El golpe de Estado en Sudán es el segundo que vive el país africano desde abril de 2019, cuando el Ejército derrocó a Omar al Bashir, el hombre que concentró el poder durante 30 años, por la presión de un movimiento de protestas inédito y voluminoso, que posteriormente los forzaría a compartir el mando de la transición con los civiles. Pero esa convivencia sobrevivió hasta el lunes.


El golpe fue de manual: por la mañana, los militares tomaron la radio y la televisión públicas para anunciar el fin del gobierno de transición, decretaron el estado de emergencia, cortaron el acceso a Internet y detuvieron al primer ministro Abdallah Hamdok, un antiguo funcionario de la ONU y la garantía de la nueva etapa que se preanunciaba para Sudán en el exterior. En pocas semanas, el general Abdelfatah al Burhan, jefe de las Fuerzas Armadas, debía entregar la presidencia del Consejo Soberano, el órgano encargado de conducir la transición, a un hombre ajeno a las armas.

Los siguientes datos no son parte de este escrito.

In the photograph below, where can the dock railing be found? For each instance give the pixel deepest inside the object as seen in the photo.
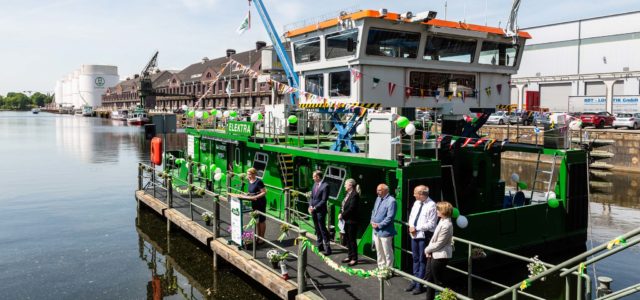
(219, 202)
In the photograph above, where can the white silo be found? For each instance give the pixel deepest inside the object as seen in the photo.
(66, 91)
(59, 91)
(75, 95)
(93, 81)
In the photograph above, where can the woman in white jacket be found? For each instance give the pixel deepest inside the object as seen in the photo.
(439, 248)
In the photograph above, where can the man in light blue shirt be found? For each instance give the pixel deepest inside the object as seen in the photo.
(384, 212)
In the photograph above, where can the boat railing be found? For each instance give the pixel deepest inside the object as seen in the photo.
(476, 251)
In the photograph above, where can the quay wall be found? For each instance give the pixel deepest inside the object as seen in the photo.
(625, 145)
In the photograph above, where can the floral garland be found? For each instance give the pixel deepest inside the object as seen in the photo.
(381, 273)
(616, 242)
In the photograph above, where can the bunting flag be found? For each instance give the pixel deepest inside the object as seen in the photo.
(392, 87)
(246, 24)
(356, 75)
(466, 142)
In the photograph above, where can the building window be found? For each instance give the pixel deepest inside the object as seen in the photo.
(340, 84)
(501, 54)
(341, 44)
(431, 84)
(307, 50)
(446, 49)
(393, 43)
(314, 84)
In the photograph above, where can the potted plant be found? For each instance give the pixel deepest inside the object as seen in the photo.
(207, 217)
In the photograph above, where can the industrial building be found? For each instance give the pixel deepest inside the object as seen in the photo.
(85, 86)
(581, 65)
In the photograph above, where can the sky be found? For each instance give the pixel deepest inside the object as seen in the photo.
(43, 41)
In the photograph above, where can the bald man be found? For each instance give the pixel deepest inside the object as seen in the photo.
(384, 212)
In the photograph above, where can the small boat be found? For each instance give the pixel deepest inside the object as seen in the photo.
(138, 117)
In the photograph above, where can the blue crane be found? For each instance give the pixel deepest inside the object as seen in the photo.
(287, 65)
(346, 131)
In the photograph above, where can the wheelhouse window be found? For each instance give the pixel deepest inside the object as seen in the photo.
(307, 50)
(448, 49)
(498, 54)
(340, 84)
(260, 163)
(431, 84)
(341, 44)
(314, 84)
(334, 177)
(393, 43)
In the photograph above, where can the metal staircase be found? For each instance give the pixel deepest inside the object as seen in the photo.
(285, 161)
(547, 176)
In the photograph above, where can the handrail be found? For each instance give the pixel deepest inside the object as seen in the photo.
(570, 262)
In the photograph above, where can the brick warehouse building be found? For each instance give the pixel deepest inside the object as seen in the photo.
(185, 87)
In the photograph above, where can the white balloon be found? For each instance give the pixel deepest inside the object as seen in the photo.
(462, 221)
(217, 177)
(410, 129)
(575, 124)
(361, 129)
(515, 177)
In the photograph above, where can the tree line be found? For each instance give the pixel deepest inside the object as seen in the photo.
(20, 101)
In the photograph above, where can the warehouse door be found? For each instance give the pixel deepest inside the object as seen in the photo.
(555, 96)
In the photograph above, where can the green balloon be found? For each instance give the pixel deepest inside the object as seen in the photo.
(402, 122)
(522, 185)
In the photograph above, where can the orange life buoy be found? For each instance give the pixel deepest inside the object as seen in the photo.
(156, 151)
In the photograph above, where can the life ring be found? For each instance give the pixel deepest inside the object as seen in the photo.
(156, 151)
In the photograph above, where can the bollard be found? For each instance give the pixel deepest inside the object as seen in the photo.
(604, 286)
(140, 174)
(302, 263)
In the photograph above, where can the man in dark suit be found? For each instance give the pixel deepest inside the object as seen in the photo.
(318, 211)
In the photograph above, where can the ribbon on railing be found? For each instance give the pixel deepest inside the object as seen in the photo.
(383, 273)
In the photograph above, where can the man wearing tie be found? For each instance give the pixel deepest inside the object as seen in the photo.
(318, 211)
(384, 211)
(422, 222)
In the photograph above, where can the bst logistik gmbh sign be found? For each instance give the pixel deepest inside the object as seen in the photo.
(240, 128)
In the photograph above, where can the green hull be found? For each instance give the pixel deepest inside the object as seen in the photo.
(480, 191)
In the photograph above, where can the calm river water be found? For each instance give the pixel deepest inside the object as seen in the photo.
(69, 228)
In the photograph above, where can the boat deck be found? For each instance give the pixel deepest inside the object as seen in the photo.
(325, 282)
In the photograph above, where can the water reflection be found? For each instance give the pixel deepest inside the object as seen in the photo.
(179, 266)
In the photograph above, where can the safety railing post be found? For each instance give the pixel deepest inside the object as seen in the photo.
(302, 262)
(169, 191)
(140, 174)
(469, 269)
(287, 204)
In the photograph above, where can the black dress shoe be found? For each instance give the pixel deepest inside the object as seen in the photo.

Pese a la represión en la capital, Jartum, y en otras ciudades, la Asociación de Profesionales, que nuclea a sindicatos de varias ramas, desplegó una campaña de desobediencia civil. La sociedad sudanesa nunca confió en la junta militar que había consentido la caída de Bashir, pero no podía prescindir de ella en el intento por superar una historia de guerras civiles y un presente de inestabilidad política.

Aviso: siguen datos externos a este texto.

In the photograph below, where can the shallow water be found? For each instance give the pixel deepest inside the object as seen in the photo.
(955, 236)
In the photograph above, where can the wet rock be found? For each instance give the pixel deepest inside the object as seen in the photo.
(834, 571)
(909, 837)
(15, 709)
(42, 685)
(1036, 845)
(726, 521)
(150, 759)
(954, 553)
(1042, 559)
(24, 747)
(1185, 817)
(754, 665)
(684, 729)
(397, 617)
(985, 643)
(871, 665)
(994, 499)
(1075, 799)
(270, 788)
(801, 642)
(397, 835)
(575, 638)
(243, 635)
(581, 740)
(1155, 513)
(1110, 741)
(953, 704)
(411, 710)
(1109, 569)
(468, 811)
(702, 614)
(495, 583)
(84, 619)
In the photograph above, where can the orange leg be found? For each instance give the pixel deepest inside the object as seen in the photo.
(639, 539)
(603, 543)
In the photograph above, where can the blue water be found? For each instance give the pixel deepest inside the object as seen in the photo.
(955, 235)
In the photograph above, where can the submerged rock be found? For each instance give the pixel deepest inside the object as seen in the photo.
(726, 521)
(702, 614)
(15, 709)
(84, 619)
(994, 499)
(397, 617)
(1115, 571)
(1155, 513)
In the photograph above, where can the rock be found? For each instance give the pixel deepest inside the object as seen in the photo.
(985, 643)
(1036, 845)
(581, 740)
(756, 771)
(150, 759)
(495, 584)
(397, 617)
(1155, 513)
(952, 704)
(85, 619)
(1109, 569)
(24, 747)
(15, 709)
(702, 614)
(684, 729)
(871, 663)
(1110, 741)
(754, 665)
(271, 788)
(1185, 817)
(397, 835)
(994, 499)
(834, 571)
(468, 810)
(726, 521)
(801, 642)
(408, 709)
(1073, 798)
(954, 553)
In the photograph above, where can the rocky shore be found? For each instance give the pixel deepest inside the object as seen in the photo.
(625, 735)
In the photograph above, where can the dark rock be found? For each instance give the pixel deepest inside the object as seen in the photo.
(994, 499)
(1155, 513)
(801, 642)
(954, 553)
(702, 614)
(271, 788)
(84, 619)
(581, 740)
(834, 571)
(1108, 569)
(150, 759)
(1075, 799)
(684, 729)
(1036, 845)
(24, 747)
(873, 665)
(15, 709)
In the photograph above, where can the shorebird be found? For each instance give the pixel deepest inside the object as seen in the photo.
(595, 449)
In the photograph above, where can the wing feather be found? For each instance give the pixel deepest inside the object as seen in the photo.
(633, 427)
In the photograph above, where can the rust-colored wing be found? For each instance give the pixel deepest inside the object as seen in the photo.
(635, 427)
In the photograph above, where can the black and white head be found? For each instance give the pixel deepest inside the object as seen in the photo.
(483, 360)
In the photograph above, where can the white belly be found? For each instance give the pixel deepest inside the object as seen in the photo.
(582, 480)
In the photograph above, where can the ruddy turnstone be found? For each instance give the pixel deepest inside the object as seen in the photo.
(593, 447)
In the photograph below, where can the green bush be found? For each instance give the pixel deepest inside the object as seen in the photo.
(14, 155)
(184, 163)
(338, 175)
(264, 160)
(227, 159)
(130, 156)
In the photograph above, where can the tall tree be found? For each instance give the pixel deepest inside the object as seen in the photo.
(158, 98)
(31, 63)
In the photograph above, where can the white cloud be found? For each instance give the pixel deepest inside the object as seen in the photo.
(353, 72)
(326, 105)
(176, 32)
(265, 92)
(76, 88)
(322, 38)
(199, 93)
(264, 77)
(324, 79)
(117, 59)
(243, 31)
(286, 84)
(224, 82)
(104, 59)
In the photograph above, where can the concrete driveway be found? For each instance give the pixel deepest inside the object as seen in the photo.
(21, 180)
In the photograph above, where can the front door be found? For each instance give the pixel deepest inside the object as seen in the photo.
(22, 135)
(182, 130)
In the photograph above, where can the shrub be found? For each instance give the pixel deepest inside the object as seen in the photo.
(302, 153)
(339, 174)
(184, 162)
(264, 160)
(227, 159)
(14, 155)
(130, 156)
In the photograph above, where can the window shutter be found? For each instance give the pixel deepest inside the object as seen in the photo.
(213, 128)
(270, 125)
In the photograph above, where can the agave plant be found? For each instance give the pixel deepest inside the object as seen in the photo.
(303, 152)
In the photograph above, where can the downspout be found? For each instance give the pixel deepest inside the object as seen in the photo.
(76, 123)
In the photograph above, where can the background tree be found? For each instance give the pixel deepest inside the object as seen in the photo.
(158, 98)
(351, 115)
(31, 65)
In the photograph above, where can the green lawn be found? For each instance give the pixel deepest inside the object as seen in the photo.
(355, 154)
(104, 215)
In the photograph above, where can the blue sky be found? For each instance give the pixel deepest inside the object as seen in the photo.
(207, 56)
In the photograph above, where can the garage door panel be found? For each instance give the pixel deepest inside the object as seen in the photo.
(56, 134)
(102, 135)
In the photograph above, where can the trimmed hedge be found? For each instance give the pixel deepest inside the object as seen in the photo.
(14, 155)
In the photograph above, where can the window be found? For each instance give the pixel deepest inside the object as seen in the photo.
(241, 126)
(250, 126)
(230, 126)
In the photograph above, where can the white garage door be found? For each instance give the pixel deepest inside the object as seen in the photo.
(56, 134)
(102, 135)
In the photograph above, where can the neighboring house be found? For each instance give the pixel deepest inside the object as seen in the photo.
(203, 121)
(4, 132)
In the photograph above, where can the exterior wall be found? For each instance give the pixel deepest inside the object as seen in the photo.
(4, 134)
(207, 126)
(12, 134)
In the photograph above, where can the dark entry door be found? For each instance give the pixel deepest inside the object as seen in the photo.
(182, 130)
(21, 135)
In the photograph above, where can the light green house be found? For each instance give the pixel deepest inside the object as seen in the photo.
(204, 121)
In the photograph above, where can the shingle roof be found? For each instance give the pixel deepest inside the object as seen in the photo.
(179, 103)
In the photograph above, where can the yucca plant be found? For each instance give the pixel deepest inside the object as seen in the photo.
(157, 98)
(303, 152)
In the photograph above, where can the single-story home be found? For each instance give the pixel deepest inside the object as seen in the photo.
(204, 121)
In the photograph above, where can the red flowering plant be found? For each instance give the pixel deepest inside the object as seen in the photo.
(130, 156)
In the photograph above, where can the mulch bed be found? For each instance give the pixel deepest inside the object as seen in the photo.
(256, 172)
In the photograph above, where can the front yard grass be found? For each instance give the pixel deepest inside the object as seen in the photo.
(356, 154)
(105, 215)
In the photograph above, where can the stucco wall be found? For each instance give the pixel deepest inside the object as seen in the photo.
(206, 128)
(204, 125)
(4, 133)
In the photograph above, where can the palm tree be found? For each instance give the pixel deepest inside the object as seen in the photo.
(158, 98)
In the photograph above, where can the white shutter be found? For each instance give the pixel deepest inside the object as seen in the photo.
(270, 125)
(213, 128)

“El gobierno de transición tuvo una acción muy lenta. Los objetivos que se planteó no se cumplieron, en gran parte, por su composición. Estaba formado por civiles que participaron del proceso revolucionario y por militares que habían integrado el gobierno de Bashir, algo bastante heterogéneo. Hubo un desgaste de la primera euforia tras la salida de Bashir y los sectores militares, más apegados al statu quo, condicionaron mucho la transición”, señala Sergio Galiana, historiador especializado en África.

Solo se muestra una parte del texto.